Inicio Una mirada de la ciudad Un tiempo no apurado

Un tiempo no apurado

Un nene arrodillado encastra las últimas dos maderas que cierran un gran rectángulo. “Es el país donde se fue el abuelo”, le dice a su madre. “Qué lindo”, responde ella. Quizás por su gesto o por el vicio de mi profesión, pienso en la muerte del abuelo, en la idea del viaje que a veces los padres les transmiten a los hijos.

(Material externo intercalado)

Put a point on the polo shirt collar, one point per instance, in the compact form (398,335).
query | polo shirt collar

A pocos metros, una nena le insiste a su abuela que se meta en la carpita y le lea un cuento más. A la abuela le cuesta sentarse, pero lo hace con la advertencia de que es el último, que después a jugar afuera, porque están por cerrar. La nieta, sin escucharla, va apilando libros y se los alcanza todos juntos: «Primero este, después este y después este», y se sienta, como una indiecita, dispuesta a entrar a un mundo de fantasías.

Un poco más acá, otra nena juega con muñecos de madera. Introduce la pierna de una figura de hombre en el torso agujereado de la figura de una mujer. “Son papá y mamá” le dice su hermana mayor, o quizás una tía. Mientras tanto una de las chicas de remera “Estación Juego” aprovecha los espacios vacíos para ir guardando los materiales.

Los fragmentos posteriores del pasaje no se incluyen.